What is cross-domain access?
Cross-domain access is to request resources from one domain to another domain through HTTP requests.
Impact point: If the server does not return the allowed header, the resource cannot be obtained, resulting in service unavailability. This is common in front-end and back-end separation projects, CDN acceleration services, etc.;
The meaning of domain: protocol, domain name, port combination . If any of the three are not equal, it is regarded as cross-domain.
Cross-domain examples
| type | Sample A | Sample B | Is it cross-domain? |
|---|---|---|---|
| protocol issues | http://www.example.com | https://www.example.com | Cross domain |
| Domain name problem | https://ftp.example.com | https://www.example.com | Cross domain |
| Port problem | https://www.example.com:80 | https://www.example.com:81 | Cross domain |
Why there is a same-origin policy (the reason for cross-domain problems)
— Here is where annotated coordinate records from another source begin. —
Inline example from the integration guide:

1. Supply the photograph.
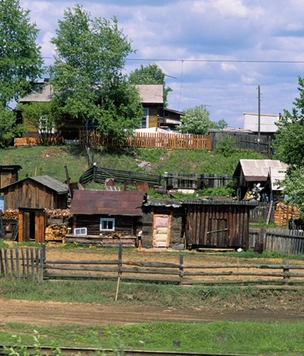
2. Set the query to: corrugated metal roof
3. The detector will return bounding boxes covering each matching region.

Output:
[136,84,164,104]
[30,176,69,194]
[240,159,288,186]
[244,112,280,133]
[71,190,145,216]
[0,176,69,194]
[19,84,52,103]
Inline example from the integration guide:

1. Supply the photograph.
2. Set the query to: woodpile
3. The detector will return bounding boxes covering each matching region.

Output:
[2,209,19,220]
[274,203,301,226]
[45,224,69,243]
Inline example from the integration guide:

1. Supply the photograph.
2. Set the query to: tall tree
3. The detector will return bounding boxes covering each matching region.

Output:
[129,63,172,107]
[274,77,304,168]
[50,5,142,139]
[181,105,215,135]
[0,0,43,146]
[273,77,304,213]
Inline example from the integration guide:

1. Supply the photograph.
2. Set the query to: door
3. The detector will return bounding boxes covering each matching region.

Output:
[207,219,229,247]
[152,214,170,247]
The same origin policy is an important security policy that restricts how documents from one origin or scripts loaded by it can interact with resources from another origin. It can help block malicious documents and reduce possible attack vectors.
For example,
under a regular browser, if you log in to website A and then unintentionally open website B (phishing, malicious website), website B will grab your cookies, call the interface of website A, and obtain sensitive information, leading to information leakage. , or even loss of funds, and the same-origin policy is to solve the authentication process (implemented by browser) when B calls A website, thereby denying B access to A.
Therefore, when we configure the parameters introduced below, we need to always pay attention to the security issues of the current service, so as to configure a reasonable and safe configuration.
Description of common parameters
| Header parameters | meaning | Common settings |
|---|---|---|
| Access-Control-Allow-Origin | Used to solve the problem of cross-domain permissions of resources. The domain value defines the domain that is allowed to access the resource. The wildcard character "*" can be set to allow requests from all domains. | Access-Control-Allow-Origin: * Access-Control-Allow-Origin: <origin> |
| Access-Control-Max-Age | The Access-Control-Max-Age This response header indicates how long the return results of the preflight request (that is, the information provided by Access-Control-Allow-Methods and Access-Control-Allow-Headers) can be cached. Setting this value can avoid Frequent OPTIONS requests | Access-Control-Max-Age: <delta-seconds> |
| Access-Control-Request-Method | The request header Access-Control-Request-Method appears in the preflight request (preflight request) and is used to inform the server which HTTP method will be used in the actual request. Because the method used in preflight requests is always OPTIONS, which is different from the method used in actual requests, this request header is necessary. | Access-Control-Allow-Methods: POST, GET, OPTIONS |
| Access-Control-Allow-Credentials | The Access-Control-Allow-Credentials response header is used to tell the browser whether the response to the request can be exposed to front-end JavaScript code when the request requires credentials (the value of Request.credentials is include). | Access-Control-Allow-Credentials: true |
Special Note
- Access-Control-Max-Age: Setting the cache time can improve performance, but different browsers have their own upper limit for cache time, that is, your configuration is very long, but it will not actually meet your expectations. Generally, it is recommended to configure 86400 is enough.